JFREJ’s Campaign for Police Accountability started in October 2012, when JFREJ partnered with Communities United For Police Reform and other organizations involved in the fight to end stop-and-frisk and NYPD surveillance of Muslim, Arab, and South Asian communities. On a Saturday night in February, JFREJ’s eleventh annual Purimshpil brought hundreds of costumed Jews into a Brooklyn warehouse space to watch an extravagant and politically charged recreation of the Purim story, “I See What You’re Doing: Purim, Puppets, Politsey,” complete with puppets, a brass band, and a message of police reform. JFREJ organizers are also working to bring together rabbis and leaders of the Muslim, Arab, African-American and Latino communities to discuss the Community Safety Act — a landmark police reform bill being weighed by the New York City Council that would protect New Yorkers from discriminatory policing and establish an NYPD Inspector General Office to provide accountability and oversight of police activity.
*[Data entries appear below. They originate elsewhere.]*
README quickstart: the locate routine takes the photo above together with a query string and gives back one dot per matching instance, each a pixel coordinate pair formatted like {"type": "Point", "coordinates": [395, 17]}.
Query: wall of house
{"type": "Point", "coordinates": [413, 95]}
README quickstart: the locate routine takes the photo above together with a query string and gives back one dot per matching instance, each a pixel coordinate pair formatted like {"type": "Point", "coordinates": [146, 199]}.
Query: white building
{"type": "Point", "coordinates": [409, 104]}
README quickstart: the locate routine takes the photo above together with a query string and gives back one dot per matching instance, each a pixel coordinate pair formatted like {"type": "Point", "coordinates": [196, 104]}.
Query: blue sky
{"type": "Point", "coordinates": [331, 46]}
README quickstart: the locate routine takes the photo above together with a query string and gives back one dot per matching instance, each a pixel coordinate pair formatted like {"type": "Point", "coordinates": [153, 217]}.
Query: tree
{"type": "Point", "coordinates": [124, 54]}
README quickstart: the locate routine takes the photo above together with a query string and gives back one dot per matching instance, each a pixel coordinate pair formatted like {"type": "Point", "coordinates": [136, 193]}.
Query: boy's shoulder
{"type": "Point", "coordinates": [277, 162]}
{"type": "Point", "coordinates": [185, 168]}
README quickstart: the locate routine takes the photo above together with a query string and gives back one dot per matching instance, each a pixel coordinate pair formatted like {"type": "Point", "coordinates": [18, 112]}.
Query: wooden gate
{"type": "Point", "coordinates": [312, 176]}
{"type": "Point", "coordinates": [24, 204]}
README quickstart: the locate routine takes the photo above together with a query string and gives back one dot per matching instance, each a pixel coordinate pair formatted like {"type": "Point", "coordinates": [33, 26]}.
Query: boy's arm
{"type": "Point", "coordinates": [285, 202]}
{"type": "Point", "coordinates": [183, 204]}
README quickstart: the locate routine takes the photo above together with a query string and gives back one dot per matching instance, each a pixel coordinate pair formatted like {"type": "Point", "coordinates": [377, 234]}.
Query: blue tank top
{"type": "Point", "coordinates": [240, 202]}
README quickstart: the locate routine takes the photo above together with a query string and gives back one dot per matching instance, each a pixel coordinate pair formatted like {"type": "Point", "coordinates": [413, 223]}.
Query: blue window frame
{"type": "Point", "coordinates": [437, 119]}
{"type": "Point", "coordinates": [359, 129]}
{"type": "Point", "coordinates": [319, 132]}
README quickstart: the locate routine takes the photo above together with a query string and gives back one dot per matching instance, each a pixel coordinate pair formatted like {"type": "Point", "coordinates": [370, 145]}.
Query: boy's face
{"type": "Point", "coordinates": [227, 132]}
JFREJ’s history of resistance to police brutality stretches back to 1999, when a 23-year-old immigrant from Guinea, Amadou Diallo, was shot to death outside his apartment by four NYPD officers. In a dramatic display of solidarity, 120 JFREJ activists, including thirteen rabbis, were arrested along with others on the steps of City Hall in response to the acquittal of the officers in their murder trial. “That was definitely a moment where JFREJ provided a very, very visible Jewish presence against police discrimination in New York,” says Executive Director Marjorie Dove-Kent, “and that was a key turning point for people within and outside the organization to see the role Jews could play in multi-racial coalitions within the city around issues that weren’t so obviously issues of Jewish community concern.” Fourteen years later, Dove-Kent insists, “it’s really important that JFREJ is once again a Jewish presence in the issue.”
JFREJ hopes to mobilize rabbis, their congregations, and the broad Jewish community not only against police profiling of New York’s African-American community but also against the intensive and invasive police surveillance of Muslim communities. The organization’s anti-Islamophobia work started immediately after 9/11, notes Dove-Kent. It reached a height in protest of Jewish blogger Pamela Geller’s 2012 subway ads, one of which depicted the World Trade Center in flames next to a quote from the Koran about “casting terror into the heart of the unbelievers.” The ads proclaimed: “In any war between the civilized man and the savage, support the civilized man. Support Israel. Defeat Jihad.” Geller’s organization, Stop Islamization of America, has been identified as a hate group by the Anti-Defamation League and the Southern Poverty Law Center. Still, “there are some Jewish organizations,” says Dove-Kent, “that see a growing and thriving Muslim community in New York . . . as a threat. Some of that Islamophobia comes from 9/11 and other events, both international and national. The historical and the present-day get confused, and we want to be part of parsing out that confusion.”